Today’s Congressional Budget Office (CBO) report reiterates the long-standing and obvious fact that there is a health care spending crisis approaching, resulting largely from the structurally flawed Medicare program and made significantly worse by Obamacare’s new unfunded entitlement spending.
The key points:
- Medicare spending is unsustainable, but it’s even more unsustainable than the CBO says. The CBO report shows that Medicare spending will be 3 percent of gross domestic product (GDP) in 2013, rising to 4.9 percent of GDP by 2038. While this is a huge problem, when rational assumptions are made, the problem gets much worse. This level of Medicare spending assumes that current law will go into effect, which includes a 25 percent pay cut for Medicare physicians in January 2014 and Obamacare’s over $700 billion worth of Medicare payment reductions over the next decade—both of which, if kept in place, would have a severely negative impact on seniors’ ability to access care.
- Medicare has an inevitable demographic challenge that has already begun, and it is going to get much worse. The baby-boomer generation began enrolling into Medicare in 2011 at the rate of 10,000 new beneficiaries per day and will continue to do so until 2030. The number of beneficiaries will grow from about 52 million in 2013 to over 81 million in 2030. This will dramatically increase Medicare spending—a problem that has been forecasted for decades and has been ignored. Medicare needs structural reforms in order to put it on a sustainable spending path.
- Obamacare is the single biggest factor driving the growth in mandatory health care spending over the next decade.

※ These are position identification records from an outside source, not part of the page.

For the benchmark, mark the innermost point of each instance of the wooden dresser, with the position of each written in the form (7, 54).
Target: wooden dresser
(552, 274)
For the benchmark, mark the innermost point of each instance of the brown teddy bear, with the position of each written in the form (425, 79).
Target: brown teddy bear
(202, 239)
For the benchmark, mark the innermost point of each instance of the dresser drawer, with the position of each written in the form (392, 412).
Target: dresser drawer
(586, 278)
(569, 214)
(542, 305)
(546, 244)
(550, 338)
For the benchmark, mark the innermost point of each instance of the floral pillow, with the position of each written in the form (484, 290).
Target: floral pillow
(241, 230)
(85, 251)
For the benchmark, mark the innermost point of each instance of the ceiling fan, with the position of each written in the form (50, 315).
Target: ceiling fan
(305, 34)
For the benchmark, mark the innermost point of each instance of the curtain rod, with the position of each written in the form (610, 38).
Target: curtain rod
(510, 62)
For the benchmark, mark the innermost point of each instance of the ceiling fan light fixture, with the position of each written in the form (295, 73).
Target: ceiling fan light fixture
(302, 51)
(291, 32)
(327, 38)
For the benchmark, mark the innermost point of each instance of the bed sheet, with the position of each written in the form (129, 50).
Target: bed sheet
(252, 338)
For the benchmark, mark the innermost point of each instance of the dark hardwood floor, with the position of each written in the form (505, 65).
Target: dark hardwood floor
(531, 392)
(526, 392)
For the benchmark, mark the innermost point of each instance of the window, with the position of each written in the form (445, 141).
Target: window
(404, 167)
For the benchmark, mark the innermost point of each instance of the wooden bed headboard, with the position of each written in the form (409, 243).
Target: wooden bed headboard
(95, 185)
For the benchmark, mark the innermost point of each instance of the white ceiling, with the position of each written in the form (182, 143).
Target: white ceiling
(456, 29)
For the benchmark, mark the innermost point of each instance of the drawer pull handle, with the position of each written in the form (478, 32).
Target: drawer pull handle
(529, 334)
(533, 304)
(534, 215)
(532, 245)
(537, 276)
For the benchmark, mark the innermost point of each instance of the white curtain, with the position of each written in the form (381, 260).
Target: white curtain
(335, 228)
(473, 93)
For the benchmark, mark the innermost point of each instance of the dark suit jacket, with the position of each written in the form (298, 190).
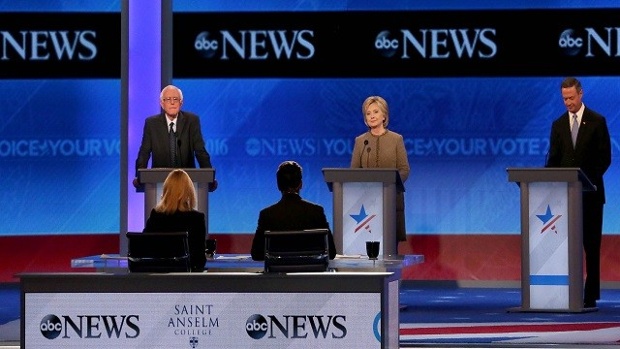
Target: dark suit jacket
(193, 222)
(290, 213)
(191, 145)
(592, 152)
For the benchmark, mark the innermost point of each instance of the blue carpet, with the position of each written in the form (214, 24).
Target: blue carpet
(435, 316)
(482, 316)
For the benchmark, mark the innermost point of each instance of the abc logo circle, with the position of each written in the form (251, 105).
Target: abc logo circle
(256, 326)
(569, 43)
(385, 45)
(205, 45)
(50, 326)
(252, 147)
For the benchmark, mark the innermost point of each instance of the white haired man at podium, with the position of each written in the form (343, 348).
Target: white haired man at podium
(172, 138)
(580, 138)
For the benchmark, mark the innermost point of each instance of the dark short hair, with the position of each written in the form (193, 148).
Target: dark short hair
(288, 176)
(571, 81)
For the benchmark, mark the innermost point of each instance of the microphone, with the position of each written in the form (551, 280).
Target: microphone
(362, 153)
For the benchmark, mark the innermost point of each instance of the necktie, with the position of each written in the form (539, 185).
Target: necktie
(574, 129)
(173, 146)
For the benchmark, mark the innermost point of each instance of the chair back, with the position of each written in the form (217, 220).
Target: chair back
(297, 250)
(158, 252)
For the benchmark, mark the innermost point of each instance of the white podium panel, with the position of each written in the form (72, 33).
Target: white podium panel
(362, 215)
(548, 245)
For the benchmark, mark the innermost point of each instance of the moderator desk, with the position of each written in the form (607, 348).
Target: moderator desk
(210, 310)
(114, 263)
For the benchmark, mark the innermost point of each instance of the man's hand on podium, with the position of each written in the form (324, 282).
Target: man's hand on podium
(213, 186)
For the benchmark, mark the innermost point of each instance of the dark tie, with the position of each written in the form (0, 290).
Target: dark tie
(574, 129)
(173, 146)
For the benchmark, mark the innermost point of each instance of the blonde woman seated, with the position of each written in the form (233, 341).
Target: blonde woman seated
(175, 212)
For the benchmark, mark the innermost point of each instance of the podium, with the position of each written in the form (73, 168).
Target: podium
(364, 208)
(551, 238)
(153, 180)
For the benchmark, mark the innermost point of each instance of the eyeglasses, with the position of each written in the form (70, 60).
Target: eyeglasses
(171, 99)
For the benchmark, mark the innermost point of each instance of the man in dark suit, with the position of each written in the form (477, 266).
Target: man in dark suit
(290, 213)
(591, 152)
(173, 137)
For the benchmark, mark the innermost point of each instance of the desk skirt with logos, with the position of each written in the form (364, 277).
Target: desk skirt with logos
(210, 310)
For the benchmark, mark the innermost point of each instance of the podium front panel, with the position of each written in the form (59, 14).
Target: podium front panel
(362, 216)
(548, 245)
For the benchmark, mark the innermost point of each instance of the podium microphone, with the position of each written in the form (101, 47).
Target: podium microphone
(362, 153)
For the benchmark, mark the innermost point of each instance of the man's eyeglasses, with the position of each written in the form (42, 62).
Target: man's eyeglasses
(171, 99)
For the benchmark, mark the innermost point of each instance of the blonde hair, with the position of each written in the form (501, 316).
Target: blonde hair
(381, 103)
(179, 193)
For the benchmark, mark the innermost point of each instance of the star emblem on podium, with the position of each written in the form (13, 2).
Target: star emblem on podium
(548, 220)
(362, 219)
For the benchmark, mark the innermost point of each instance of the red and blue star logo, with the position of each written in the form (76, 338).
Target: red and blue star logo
(548, 220)
(362, 219)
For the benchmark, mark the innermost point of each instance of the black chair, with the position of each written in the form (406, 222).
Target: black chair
(297, 251)
(158, 252)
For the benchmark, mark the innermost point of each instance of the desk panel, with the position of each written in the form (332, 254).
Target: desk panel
(212, 309)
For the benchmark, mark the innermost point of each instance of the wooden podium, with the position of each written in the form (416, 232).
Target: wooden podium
(551, 238)
(153, 180)
(364, 208)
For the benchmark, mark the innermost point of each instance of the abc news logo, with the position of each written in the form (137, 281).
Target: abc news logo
(90, 326)
(438, 43)
(296, 326)
(605, 42)
(257, 44)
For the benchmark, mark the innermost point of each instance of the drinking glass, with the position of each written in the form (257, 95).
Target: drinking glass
(372, 249)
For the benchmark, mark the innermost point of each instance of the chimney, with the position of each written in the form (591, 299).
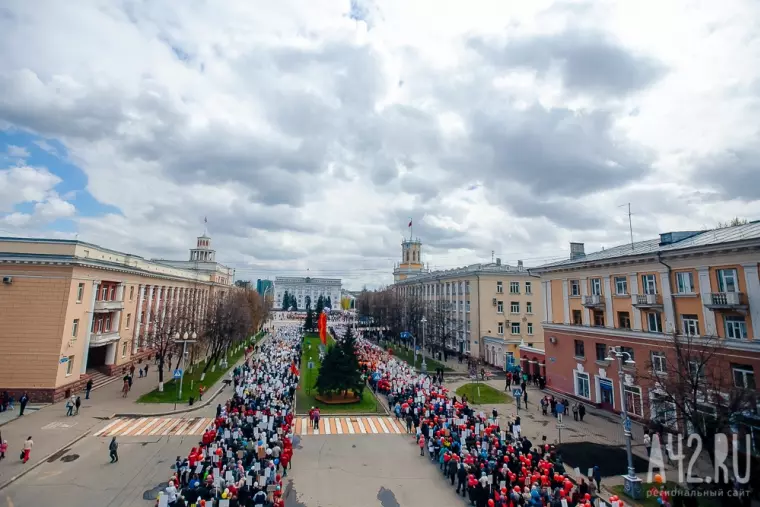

Obamacare’s exchange subsidies and Medicaid expansion are projected to account for 53 percent of the increase in health care spending through 2023. This means Obamacare’s spending accounts for more than even the aging population and excess health care cost growth.
Worse, as the report states, “about one-fifth of federal spending for the major health care programs in 2023 would finance care for able-bodied nonelderly people.” Indeed, a vast majority of those covered by Obamacare’s Medicaid expansion will be childless adults. This is in conjunction with the subsidization of coverage in Obamacare’s exchanges for those earning up to 400 percent of the federal poverty level (i.e., in 2013, individuals earning up to $46,000 annually and a family of four earning up to $94,000 annually).
As the existing entitlements are still on track to bankrupt taxpayers, Obamacare’s spending additions make matters far worse, to say the least.